Treatment with chimeric antigen receptor (CAR) T cells has induced unprecedented overall response rates (ORR) and complete response (CR) rates in patients with relapsed/refractory B cell malignancies. However, up to 50% of patients will relapse.1
In a presentation at the 25th Annual International Congress on Hematologic Malignancies, David B. Miklos, MD, PhD, associate professor of medicine (blood and marrow transplantation) at the Stanford University Medical Center, suggested that CAR agents targeting multiple antigens might hold the key to breaking through that resistance.
Previous studies have established several factors associated with relapse following CAR T therapy, including loss of the CD19 antigen and aberration in the CD58 antigen, which helps to activate engineered T cells and assists in killing cancer cells.
In a presentation at the 2018 American Society of Hematology Annual Meeting, Jean Oak, PhD, and colleagues found that 8 of 22 (36%) of patients with refractory B cell lymphomas who did not respond to treatment with axicabtagene ciloleucel (Axi-cel) or relapsed after day 28. Five patients (62%) who failed therapy had loss or downregulation of CD19, suggesting that single target antigen loss is a common mechanism of CAR T failure.2
Majzner et al analyzed CD58 status in 51 patients who were treated with axicabtagene ciloleucel for relapsed/refractory B cell lymphomas. Twelve (24%) patients had CD58 mutation or lack of expression, and 11 of those 12 had progressive disease.3
Studies have found CD4+ expression is an indication of patient response. For example, Zinaida Good, PhD, and her colleagues conducted a study seeking to identify cell features distinguishing patients with diffuse large B cell lymphoma (DLBCL) who had durable complete response (CR) at 6 months following axicabtagene ciloleucel treatment from those who had progressive disease. They found that the presence of CD4+ cells on day 7 was highly associated with clinical outcome at 6 months.4
At Stanford, investigators have been experimenting with a bispecific bivalent, single polypeptide called a “loop CAR” over the past 4 years to overcome antigen loss. Miklos showed data from a phase 1 dose escalation study of a bispecific anti CD19/CD22 using a self-contained prodigy production system to generate CAR T cells for patients with acute lymphoblastic leukemia (ALL; n = 17), primary mediastinal B-cell lymphoma (PMBCL; n = 2), and DLBCL (n = 20).

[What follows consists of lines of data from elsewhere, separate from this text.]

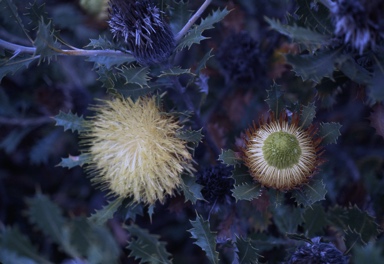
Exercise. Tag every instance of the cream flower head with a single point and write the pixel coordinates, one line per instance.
(280, 154)
(135, 151)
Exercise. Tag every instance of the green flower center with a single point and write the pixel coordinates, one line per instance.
(281, 150)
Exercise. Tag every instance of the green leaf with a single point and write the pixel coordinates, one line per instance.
(246, 252)
(314, 66)
(147, 247)
(136, 75)
(205, 239)
(310, 193)
(229, 157)
(330, 132)
(70, 121)
(13, 240)
(308, 113)
(73, 161)
(275, 99)
(47, 217)
(191, 189)
(194, 36)
(101, 216)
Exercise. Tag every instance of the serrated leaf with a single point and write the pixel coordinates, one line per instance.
(229, 157)
(146, 246)
(106, 212)
(13, 240)
(136, 75)
(73, 161)
(310, 193)
(329, 132)
(246, 252)
(70, 121)
(47, 217)
(308, 113)
(314, 66)
(205, 239)
(191, 189)
(275, 99)
(194, 36)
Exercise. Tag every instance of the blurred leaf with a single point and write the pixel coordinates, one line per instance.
(310, 193)
(229, 157)
(246, 252)
(205, 239)
(106, 212)
(47, 217)
(315, 220)
(13, 240)
(70, 121)
(330, 132)
(314, 66)
(307, 115)
(194, 36)
(275, 99)
(147, 247)
(136, 75)
(73, 161)
(371, 253)
(191, 189)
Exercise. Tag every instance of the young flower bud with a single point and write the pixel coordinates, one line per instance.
(135, 151)
(141, 25)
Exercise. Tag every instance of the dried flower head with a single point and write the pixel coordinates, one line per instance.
(135, 150)
(360, 22)
(318, 252)
(141, 25)
(280, 154)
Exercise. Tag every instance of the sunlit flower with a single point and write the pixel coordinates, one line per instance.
(141, 25)
(135, 151)
(280, 154)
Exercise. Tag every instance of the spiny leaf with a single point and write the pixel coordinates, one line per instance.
(101, 216)
(46, 216)
(191, 189)
(310, 193)
(70, 121)
(13, 240)
(147, 247)
(205, 239)
(229, 157)
(308, 113)
(330, 132)
(275, 99)
(136, 75)
(246, 252)
(194, 36)
(73, 161)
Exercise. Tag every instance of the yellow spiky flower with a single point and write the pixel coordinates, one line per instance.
(135, 151)
(281, 154)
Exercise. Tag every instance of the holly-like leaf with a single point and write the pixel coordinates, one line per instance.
(73, 161)
(329, 132)
(146, 247)
(70, 121)
(275, 99)
(205, 239)
(310, 193)
(246, 252)
(194, 36)
(229, 157)
(308, 113)
(191, 189)
(104, 214)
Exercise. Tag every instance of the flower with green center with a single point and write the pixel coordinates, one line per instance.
(281, 154)
(135, 151)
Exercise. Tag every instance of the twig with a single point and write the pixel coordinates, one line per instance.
(192, 20)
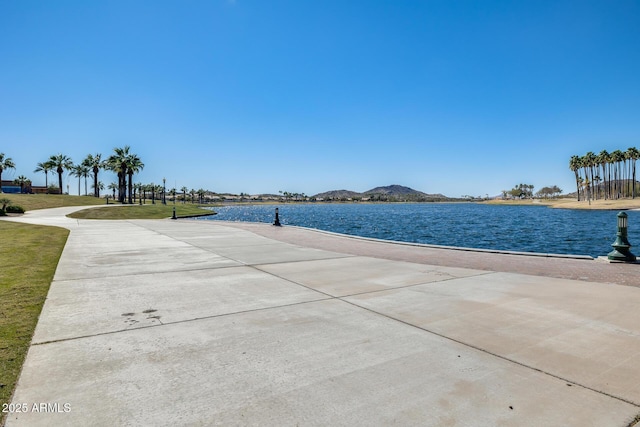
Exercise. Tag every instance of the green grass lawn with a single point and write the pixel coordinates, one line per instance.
(29, 255)
(157, 211)
(43, 201)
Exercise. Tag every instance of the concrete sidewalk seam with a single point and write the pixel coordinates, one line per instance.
(495, 355)
(180, 321)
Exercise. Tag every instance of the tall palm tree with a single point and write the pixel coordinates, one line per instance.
(603, 160)
(184, 194)
(60, 162)
(113, 187)
(634, 155)
(117, 162)
(95, 163)
(44, 167)
(133, 165)
(589, 163)
(81, 171)
(100, 186)
(574, 165)
(22, 181)
(5, 163)
(617, 157)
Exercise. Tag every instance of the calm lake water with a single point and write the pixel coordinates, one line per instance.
(516, 228)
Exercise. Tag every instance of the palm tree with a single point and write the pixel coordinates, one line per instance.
(113, 187)
(134, 165)
(117, 163)
(44, 167)
(22, 181)
(94, 163)
(81, 171)
(60, 162)
(634, 155)
(5, 163)
(574, 165)
(617, 157)
(100, 186)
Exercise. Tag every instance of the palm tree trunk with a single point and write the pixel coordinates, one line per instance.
(130, 186)
(60, 178)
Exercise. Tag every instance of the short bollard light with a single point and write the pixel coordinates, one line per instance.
(277, 221)
(621, 246)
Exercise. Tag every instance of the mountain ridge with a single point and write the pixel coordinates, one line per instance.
(393, 191)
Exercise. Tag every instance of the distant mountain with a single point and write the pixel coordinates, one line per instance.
(387, 193)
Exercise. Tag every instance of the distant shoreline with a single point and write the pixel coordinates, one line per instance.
(600, 204)
(621, 204)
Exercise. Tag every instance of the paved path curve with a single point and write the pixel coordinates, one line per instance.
(205, 323)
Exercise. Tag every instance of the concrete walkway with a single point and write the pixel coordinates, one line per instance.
(207, 323)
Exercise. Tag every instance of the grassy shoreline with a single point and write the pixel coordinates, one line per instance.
(28, 259)
(620, 204)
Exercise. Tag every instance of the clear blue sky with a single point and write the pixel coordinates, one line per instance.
(256, 96)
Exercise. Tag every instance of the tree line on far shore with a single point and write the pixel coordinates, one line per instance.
(606, 175)
(122, 162)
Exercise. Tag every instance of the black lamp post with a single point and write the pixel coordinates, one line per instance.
(621, 246)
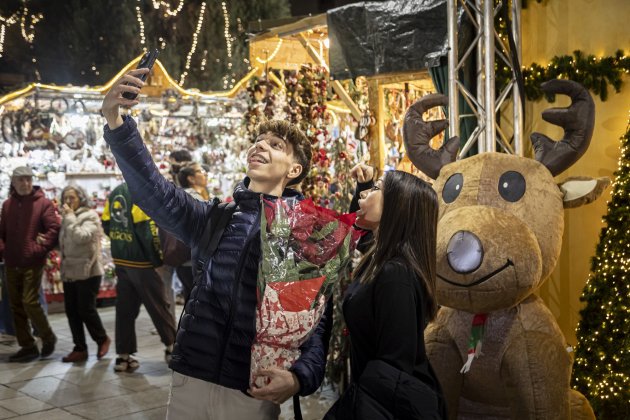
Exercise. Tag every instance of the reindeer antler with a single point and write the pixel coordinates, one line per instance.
(417, 133)
(577, 120)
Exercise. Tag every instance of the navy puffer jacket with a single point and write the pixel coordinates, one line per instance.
(218, 326)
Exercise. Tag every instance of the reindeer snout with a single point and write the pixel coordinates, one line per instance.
(464, 252)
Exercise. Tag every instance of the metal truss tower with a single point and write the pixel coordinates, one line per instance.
(486, 45)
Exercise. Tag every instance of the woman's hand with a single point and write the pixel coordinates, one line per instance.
(282, 385)
(362, 173)
(114, 99)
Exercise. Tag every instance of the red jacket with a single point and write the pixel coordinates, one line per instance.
(21, 220)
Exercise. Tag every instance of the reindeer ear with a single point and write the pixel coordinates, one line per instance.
(582, 190)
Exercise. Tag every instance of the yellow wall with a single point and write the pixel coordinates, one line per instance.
(558, 27)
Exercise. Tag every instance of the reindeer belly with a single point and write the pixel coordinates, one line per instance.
(482, 383)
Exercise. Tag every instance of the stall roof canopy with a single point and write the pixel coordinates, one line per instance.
(371, 38)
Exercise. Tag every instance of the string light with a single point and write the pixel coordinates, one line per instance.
(273, 54)
(603, 352)
(34, 20)
(167, 7)
(193, 47)
(20, 16)
(2, 29)
(228, 41)
(141, 24)
(203, 60)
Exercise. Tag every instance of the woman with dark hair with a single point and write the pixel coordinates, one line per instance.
(81, 272)
(194, 179)
(390, 302)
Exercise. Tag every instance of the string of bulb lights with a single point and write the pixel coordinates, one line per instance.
(141, 25)
(193, 47)
(27, 29)
(167, 7)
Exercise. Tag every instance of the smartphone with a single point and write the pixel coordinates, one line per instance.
(147, 61)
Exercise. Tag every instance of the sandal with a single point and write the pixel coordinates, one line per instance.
(126, 365)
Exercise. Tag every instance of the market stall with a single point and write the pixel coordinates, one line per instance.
(58, 131)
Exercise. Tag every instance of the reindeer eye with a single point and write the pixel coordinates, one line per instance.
(512, 186)
(452, 188)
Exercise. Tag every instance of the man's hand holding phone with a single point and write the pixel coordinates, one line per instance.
(125, 91)
(114, 98)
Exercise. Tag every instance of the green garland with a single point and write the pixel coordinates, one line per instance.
(602, 355)
(594, 73)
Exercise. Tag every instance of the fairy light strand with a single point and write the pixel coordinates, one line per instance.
(228, 41)
(167, 7)
(141, 24)
(193, 47)
(26, 29)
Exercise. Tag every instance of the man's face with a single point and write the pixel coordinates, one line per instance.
(22, 184)
(270, 159)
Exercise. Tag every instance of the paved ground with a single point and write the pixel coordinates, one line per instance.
(52, 390)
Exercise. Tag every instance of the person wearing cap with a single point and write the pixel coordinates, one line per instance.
(29, 229)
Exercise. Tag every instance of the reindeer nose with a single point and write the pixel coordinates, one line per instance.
(464, 252)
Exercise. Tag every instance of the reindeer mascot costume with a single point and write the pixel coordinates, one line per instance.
(495, 346)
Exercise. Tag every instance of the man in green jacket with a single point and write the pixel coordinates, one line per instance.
(136, 253)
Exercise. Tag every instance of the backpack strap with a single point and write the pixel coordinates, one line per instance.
(220, 216)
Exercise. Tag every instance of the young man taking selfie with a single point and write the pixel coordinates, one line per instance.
(211, 357)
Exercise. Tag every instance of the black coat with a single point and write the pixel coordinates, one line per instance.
(391, 376)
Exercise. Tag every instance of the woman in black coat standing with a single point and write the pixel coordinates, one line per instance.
(390, 302)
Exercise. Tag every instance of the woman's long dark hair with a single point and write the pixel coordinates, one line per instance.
(188, 169)
(407, 231)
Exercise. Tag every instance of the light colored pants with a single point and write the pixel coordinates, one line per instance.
(192, 398)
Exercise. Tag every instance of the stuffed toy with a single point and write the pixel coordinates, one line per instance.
(496, 348)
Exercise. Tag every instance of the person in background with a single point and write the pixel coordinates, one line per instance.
(136, 253)
(175, 253)
(193, 178)
(392, 298)
(212, 357)
(81, 272)
(29, 229)
(177, 158)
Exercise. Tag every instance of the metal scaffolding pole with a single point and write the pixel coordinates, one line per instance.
(488, 134)
(516, 96)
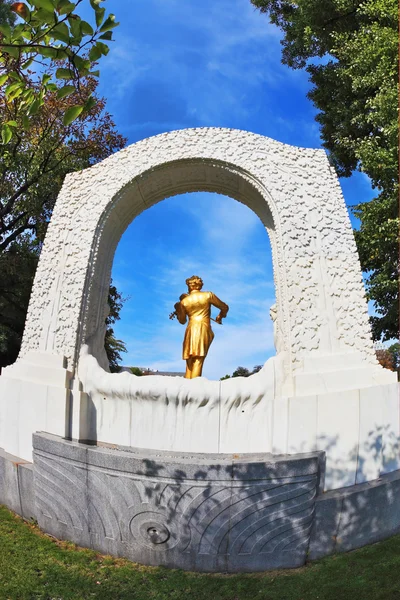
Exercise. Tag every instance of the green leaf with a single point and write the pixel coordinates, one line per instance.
(6, 31)
(11, 50)
(47, 52)
(65, 91)
(76, 28)
(82, 65)
(34, 107)
(106, 36)
(99, 15)
(86, 28)
(46, 4)
(10, 89)
(21, 10)
(90, 102)
(6, 134)
(98, 50)
(109, 23)
(65, 6)
(27, 64)
(62, 73)
(71, 114)
(45, 16)
(61, 32)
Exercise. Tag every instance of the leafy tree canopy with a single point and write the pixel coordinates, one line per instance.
(242, 372)
(32, 168)
(349, 48)
(50, 40)
(114, 347)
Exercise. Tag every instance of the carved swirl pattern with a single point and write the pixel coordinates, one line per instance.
(187, 514)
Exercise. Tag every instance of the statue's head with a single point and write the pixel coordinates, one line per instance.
(194, 283)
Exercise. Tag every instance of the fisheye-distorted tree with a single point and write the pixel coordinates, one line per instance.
(355, 88)
(32, 168)
(51, 43)
(34, 162)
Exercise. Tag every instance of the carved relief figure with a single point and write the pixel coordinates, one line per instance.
(196, 305)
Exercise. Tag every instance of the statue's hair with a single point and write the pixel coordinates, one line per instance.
(195, 278)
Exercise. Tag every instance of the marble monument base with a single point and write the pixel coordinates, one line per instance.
(198, 512)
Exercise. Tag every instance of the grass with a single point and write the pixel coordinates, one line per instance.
(34, 566)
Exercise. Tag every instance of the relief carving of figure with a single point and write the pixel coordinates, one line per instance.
(196, 305)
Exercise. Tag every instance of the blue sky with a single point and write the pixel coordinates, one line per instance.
(186, 63)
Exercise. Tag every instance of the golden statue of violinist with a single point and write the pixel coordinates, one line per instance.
(198, 335)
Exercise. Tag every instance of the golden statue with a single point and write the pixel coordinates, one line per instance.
(198, 335)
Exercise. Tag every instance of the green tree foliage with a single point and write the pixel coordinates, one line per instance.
(51, 40)
(32, 168)
(242, 372)
(114, 347)
(136, 371)
(349, 49)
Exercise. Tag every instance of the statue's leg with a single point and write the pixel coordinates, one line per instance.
(189, 367)
(197, 366)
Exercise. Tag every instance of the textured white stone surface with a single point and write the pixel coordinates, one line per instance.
(313, 395)
(319, 292)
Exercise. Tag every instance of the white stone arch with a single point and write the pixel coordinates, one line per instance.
(293, 190)
(323, 391)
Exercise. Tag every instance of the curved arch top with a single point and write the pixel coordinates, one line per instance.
(295, 192)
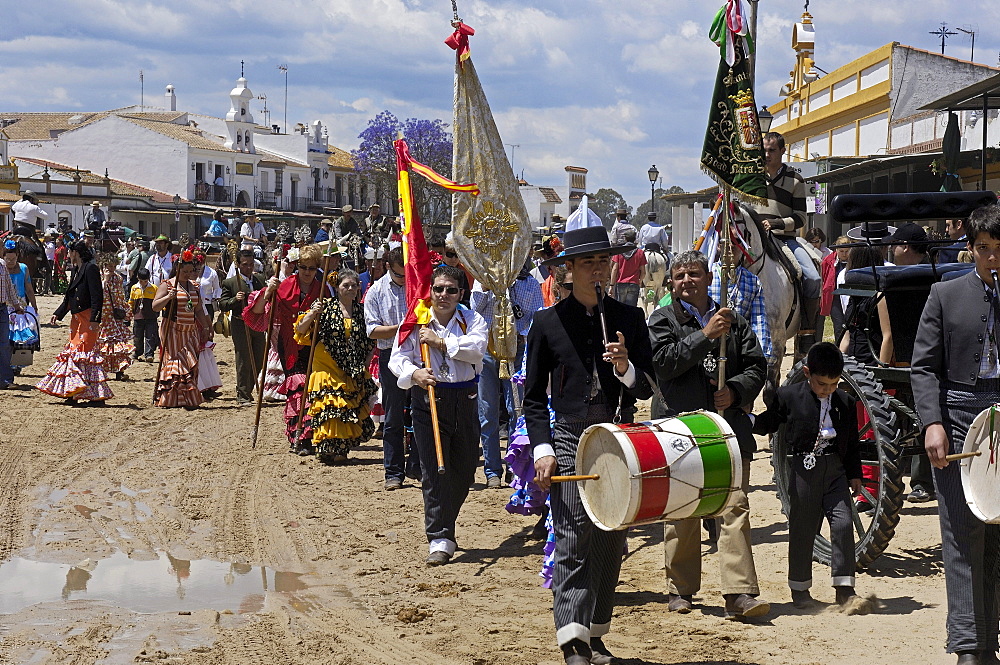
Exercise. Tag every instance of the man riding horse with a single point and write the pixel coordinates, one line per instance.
(783, 215)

“We had day 28 overall response rates in patients with ALL of 100% and we had complete response of 88%,” Miklos said. “The Kaplan-Meier curve shows that the lymphoma fall off after 6 months was somewhere around 50%, but in truth it’s 29%. In truth, we don't think that the lymphoma responses are competitive with the commercially available products.”
Furthermore, 36% of patients with DLBCL or PMBCL and 50% of those with ALL have relapsed. Stanford, and other groups, will reapproach multi-antigen targeting with new constructs and strategies, Miklos said. There is still an unmet need for a commercially available therapy for adults with relapsed/refractory ALL.
Other investigators, however, are have some success. Nirav N. Shah, MD, and colleagues administered bispecific anti-CD20, anti-CD19 (LV20.19) CAR T cells for relapsed/refractory B cell non-Hodgkin lymphoma or chronic lymphocytic leukemia. Eighteen of 22 patients (82%) had an overall response at day 28 with a CR rate of 64%.5 This was a phase 1 dose escalation and expansion trial that to evaluate safety, as well as the feasibility of on-site manufacturing using the CliniMACS Prodigy system.